Revenue decreased approximately $2.1 million for the three months ended September 30, 2009 compared to the three months ended September 30, 2008, which was attributable to the expected decrease in revenue from the Counter-IED product line of approximately $1.6 million, and from the LGE product line of approximately $700,000. The decreases in these two product lines were offset by an increase in our new Laser product line revenue of $100,000.

General and administrative expenses decreased approximately $564,000 for the three months ended September 30, 2009 compared to the three months ended September 30, 2008. Lower revenues in 2009 caused an increase in general and administrative costs of approximately $973,000 due to applied labor and overhead not being allocated to government contracts. Professional services costs increased by approximately $18,000. Offsetting these increases are reductions in salaries, benefits, and temporary help of approximately $713,000 and non-cash employee compensation costs of approximately $424,000 due to the previously reported restructuring and reductions in force. Additional reductions included recruiting and travel related costs of approximately $191,000 operational expenses of approximately $166,000, and depreciation and amortization costs of approximately $60,000.

Revenue decreased approximately $5.5 million for the nine months ended September 30, 2009 compared to the nine months ended September 30, 2008, which was attributable to a decrease in revenue from the Counter-IED product line of approximately $4.1 million, from the LGE product line of approximately $1.2 million, and from a reduction in revenue on the High Voltage product line of approximately $334,000. The decreases in revenues from these three product lines were offset by an increase in our new Laser product line revenue of $116,000.

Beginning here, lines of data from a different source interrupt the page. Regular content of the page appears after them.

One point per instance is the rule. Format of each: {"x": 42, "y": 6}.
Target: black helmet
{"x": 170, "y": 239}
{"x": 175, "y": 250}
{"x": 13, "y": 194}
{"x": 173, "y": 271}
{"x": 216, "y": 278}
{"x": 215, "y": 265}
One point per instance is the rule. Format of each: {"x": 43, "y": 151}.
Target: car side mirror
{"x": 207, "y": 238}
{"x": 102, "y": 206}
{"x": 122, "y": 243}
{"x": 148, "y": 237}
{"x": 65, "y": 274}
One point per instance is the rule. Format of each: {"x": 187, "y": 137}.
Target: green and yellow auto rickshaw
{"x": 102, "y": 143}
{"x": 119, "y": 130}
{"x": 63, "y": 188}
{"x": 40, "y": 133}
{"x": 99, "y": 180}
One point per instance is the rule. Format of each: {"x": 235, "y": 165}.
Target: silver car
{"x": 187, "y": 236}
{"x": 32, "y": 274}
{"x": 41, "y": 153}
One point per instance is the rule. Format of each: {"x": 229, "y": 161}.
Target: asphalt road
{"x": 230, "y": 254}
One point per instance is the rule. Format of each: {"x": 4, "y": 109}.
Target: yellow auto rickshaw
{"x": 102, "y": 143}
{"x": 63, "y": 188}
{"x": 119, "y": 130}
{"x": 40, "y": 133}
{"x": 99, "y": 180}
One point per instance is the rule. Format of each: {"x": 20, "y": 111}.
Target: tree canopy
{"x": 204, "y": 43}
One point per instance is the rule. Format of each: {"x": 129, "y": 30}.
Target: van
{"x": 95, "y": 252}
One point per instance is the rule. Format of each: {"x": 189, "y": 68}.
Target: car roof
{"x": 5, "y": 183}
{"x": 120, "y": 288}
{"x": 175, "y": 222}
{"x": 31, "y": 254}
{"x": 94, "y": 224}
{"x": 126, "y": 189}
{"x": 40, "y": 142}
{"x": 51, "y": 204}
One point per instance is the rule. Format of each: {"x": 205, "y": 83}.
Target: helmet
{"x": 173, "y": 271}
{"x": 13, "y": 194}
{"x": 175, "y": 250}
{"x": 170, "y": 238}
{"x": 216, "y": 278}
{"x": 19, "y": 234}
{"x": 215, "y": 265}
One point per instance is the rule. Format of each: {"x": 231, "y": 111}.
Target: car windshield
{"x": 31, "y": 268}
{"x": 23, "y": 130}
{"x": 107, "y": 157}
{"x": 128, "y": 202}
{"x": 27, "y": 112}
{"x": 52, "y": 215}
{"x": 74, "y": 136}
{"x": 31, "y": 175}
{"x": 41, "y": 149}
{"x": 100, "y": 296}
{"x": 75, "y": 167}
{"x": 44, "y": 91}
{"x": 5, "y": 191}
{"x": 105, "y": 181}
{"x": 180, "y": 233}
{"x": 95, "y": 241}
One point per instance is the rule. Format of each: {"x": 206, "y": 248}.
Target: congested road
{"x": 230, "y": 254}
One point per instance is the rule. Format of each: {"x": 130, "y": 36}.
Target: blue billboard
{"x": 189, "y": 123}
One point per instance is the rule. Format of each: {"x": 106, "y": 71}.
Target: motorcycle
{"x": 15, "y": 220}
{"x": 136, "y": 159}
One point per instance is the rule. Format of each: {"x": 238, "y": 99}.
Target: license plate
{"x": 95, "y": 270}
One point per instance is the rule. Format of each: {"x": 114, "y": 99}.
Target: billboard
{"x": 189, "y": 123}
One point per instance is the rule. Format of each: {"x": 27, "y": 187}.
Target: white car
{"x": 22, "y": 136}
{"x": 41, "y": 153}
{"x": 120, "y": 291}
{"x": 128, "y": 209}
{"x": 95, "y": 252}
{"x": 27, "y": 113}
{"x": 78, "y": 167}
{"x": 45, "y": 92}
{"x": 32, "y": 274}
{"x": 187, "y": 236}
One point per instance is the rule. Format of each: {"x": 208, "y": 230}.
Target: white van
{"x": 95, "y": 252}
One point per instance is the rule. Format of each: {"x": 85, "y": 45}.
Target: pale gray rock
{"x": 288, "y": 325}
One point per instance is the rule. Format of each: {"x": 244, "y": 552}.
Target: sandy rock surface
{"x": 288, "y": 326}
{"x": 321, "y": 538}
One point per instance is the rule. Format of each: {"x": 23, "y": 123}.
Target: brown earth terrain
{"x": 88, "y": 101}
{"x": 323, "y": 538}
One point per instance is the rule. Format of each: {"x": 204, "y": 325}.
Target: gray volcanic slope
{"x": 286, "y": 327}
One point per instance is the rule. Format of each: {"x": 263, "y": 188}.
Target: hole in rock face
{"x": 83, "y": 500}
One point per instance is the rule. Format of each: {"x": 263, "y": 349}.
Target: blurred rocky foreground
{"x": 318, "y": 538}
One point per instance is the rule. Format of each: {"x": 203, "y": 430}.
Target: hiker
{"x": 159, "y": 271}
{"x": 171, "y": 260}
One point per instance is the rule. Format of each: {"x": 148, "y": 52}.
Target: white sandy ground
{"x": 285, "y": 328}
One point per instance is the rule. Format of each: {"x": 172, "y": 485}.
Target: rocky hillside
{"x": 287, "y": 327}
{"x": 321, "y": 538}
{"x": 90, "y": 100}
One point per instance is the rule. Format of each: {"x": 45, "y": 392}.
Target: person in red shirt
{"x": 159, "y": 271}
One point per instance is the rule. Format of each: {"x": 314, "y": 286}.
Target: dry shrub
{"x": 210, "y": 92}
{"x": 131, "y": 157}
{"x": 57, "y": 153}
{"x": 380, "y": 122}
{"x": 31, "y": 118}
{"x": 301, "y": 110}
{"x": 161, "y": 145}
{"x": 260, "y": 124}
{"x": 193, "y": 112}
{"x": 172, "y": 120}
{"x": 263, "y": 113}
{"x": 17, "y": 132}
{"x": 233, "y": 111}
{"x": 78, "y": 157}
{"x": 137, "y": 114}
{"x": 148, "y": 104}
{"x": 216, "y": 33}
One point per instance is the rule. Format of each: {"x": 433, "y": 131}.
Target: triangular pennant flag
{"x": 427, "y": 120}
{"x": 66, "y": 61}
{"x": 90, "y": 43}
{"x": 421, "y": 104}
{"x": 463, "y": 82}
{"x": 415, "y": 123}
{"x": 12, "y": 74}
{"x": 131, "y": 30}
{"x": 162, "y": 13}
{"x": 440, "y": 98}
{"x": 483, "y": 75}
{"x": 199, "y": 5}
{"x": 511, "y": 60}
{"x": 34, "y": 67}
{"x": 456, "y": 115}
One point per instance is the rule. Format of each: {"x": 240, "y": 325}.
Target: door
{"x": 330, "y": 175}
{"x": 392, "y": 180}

General and administrative expenses increased by approximately $951,000 for the nine months ended September 30, 2009 compared to the nine months ended September 30, 2008. Lower revenues in 2009 caused an increase in general and administrative costs of approximately $2.414 million due to applied labor and overhead not being allocated to government contracts. Professional services increased approximately $129,000 and disposals of equipment and leasehold improvements increased approximately $92,000 in 2009. Offsetting these increases are reductions in non-cash compensation costs of approximately $1.645 million, salaries, benefits, and temporary help of approximately $1.131 million due to the previously reported restructuring and reductions in our workforce, recruiting and travel related costs of approximately $402,000, operational expenses of approximately $261,000, and depreciation and amortization costs of $151,000.

At September 30, 2009, we had approximately $11.8 million of cash and cash equivalents. Our cash position decreased during the first nine months of 2009 by approximately $3.7 million. During the first nine months of 2009, we used $3.5 million of cash in operating activities, which is comprised of our net loss of $7.8 million, plus adjustments in non-cash share-based compensation expense of $1.3 million, depreciation and amortization of $499,000, loss on equipment disposal of $107,000, and the litigation settlement payable in common shares of $1.2 million. Changes in assets and liabilities that provided cash include decreases in accounts receivable of $1.4 million, prepaid expenses and deposits of $386,000, long-term receivables of $253,000, accrued expenses of $68,000, and billings in excess of costs of $20,000. Changes in assets and liabilities that used cash were a decrease in accounts payable of $558,000, and increases in other receivables of $245,000 and inventory of $219,000.